Он прислоняется к печке, морщит с потугой волосатый лоб и устремляет всегда, как будто, что-то особенное видящий взгляд на темное окно. А за окном шумят и шумят деревья в саду – не утихает ветер.
– Показано было за много годов еще, только что не каждый мог достигнуть… – говорит он загадочно. – И не только что эта война, и с японцами которая. У батюшки вчера читали про историю. За много годов тому и в каких местах – неизвестно, но надо полагать, что в нашей стороне… поехал один очень замечательный генерал в древнюю пустыню, как все равно что скит, где спасаются отчельники… но тут женский пол был… И там вот и объявилось, только не знали, что к чему! А теперь стало вполне понятное знаменье. Ну, генерал тут поговел, все честь честью, и сейчас, стало быть, присоветовали ему разные мудрые люди потребовать старицу одну праведной жизни, а она слыла там вроде как не совсем, у ней все здесь в порядке, – стало быть, находило на нее. И тогда только понимай. И вот, как объявилась она перед ним, генерал и спрашивает сурьезно: «Скажи мне, старица святая, какая ожидает судьба ту жизнь, которая дадена мне от Господа Бога? Человек я военный, мне необходимо знать доподлинно, как есть. Какая судьба для моего славного вер-отечества?» В книжке, которую у попа вчера читали, очень так… внятно, нельзя слова проронить. Вспроси-ил… А старушка ему ни слова, ни полслова! Что тут делать! Он ее другой раз вспрашивает: – «почему вы не сказываете, я затаю это на глубине души! Скажите, если вам Господь исподобит. Я не из какого любопытства там праздную, а необходимо очень». Тут старушка сколько-то подумала-повздыхала и сейчас с ее изошло. Сейчас живо отправляется в уголушек, к своему шкапчику, где у нее всякий вобиход скудный, – хлоп! – и вдруг выносит ему два предмета. Один предмет прямо подает, а другой за спиной прячет. Сперва подает генералу – соленый огурец! И лицо у нее тут стало грустное-разгрустное и печальное, и даже все испугались. И потом вдруг стала, как все в ней тут в порядке, и даже как сияние от ее лица – прямо, ласковая. И подает генералу другой сокрытый предмет – огромный кусок сахару, от сахарной головы. И опять ни слова, ни полслова!
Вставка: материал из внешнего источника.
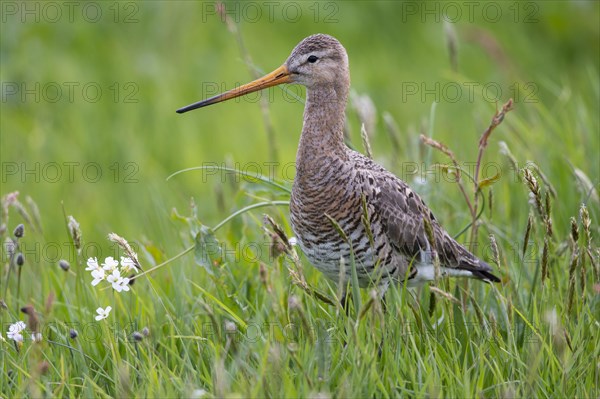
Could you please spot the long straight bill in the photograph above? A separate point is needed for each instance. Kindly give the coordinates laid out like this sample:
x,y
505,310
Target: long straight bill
x,y
278,76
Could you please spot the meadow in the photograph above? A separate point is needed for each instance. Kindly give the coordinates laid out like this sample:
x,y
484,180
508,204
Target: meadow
x,y
221,304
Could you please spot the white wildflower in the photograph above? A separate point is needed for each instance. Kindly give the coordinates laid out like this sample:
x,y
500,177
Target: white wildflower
x,y
103,313
98,276
118,282
15,330
110,264
92,264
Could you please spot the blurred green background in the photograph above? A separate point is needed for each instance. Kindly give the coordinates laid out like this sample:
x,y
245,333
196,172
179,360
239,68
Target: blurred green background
x,y
114,149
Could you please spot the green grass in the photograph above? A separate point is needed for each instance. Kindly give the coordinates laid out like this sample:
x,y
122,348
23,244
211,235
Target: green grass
x,y
233,317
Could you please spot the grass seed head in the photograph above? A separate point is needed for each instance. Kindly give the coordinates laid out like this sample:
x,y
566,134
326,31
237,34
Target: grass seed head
x,y
64,265
75,231
19,231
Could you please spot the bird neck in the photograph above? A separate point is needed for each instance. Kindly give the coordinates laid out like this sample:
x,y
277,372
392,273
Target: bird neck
x,y
323,129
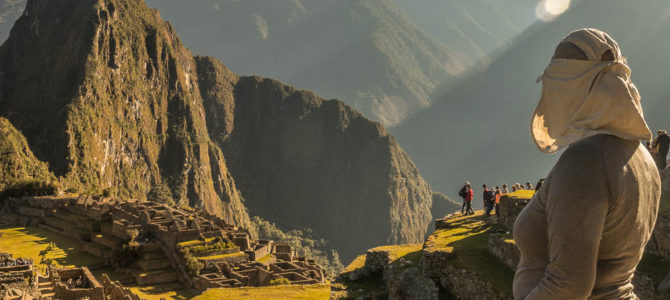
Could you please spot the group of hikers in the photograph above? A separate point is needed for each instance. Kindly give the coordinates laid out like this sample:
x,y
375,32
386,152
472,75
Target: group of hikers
x,y
9,262
490,196
659,149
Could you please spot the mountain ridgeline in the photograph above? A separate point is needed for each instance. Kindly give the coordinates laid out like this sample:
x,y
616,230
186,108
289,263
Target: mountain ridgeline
x,y
352,174
107,95
366,52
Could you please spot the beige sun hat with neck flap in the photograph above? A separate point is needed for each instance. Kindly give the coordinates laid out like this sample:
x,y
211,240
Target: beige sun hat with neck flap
x,y
582,98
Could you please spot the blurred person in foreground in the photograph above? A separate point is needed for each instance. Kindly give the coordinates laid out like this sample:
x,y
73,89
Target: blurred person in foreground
x,y
584,232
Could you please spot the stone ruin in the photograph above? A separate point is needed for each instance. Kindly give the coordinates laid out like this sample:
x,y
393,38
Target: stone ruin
x,y
158,244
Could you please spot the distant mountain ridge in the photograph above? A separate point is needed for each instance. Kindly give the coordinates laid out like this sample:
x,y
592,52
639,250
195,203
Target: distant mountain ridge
x,y
10,10
366,52
480,131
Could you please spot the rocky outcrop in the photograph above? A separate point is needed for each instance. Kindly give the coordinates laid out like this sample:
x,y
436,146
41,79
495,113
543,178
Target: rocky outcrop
x,y
302,161
107,95
17,162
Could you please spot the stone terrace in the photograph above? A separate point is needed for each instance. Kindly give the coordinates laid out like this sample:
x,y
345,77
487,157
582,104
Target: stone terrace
x,y
167,242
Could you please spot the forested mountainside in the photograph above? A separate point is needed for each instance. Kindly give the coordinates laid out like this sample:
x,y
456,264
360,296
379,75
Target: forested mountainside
x,y
107,95
480,130
302,161
365,52
477,29
17,162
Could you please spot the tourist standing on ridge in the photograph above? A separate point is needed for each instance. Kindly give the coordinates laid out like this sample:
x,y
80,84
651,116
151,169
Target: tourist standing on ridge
x,y
488,198
589,105
463,193
660,149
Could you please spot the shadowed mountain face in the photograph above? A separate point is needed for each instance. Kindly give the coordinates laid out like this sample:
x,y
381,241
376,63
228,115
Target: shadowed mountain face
x,y
302,161
365,52
107,95
480,130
И вот тут-то и вышло знаменье. А ведь как все сокрыто!.. А бказывается очень явственно. Все они образованные, все понимают, а туг, как стена им стала. И не могли прознать.
– А в чем дело?
– А вот. Огурец… значит, война! Потому что огурец, все равно как войско, очень много, конечно, в нем семеч-ков. И война нещастливая, потому – соленый огурец – к слезам! Японская-то война и была. А сахар-то, о громаднейший кусок, это – нонешняя война, огромадная. Значит, как разгрызешь его, – сладко будет. Так и надо толковать. И если все понимать, что к чему, то и на небе, и на земле не без причины. Надо только прикидывать!
– Значит, крест-то с колокольни снесло…
– С батюшкой говорили и про крест. Колокольня здешняя – стало быть, потерпят здешние. Значит, ста-новьте себе крест! Так батюшка и говорит, – все понесем, примем на себя крест!
Говорит он глухим, предостерегающим голосом, точно хочет и себя напугать, и слушателя. Ждет уяснения и откровения и боится. Жаждет знамения и указующего Перста. И не один он. Ступайте по дорогам, войдите в пустые деревни. Под тысячами прогнивающих крыш, за укутанными мутными окнами, не видя ничего и не постигая великой и страшной сути, ждут, страстно ждут знамения и указующего Перста. Истинные вести идут и сочатся, но разве скоро идут оне и скоро ли приникают? Не прошла еще старая Русь, которая находит вести своими путями.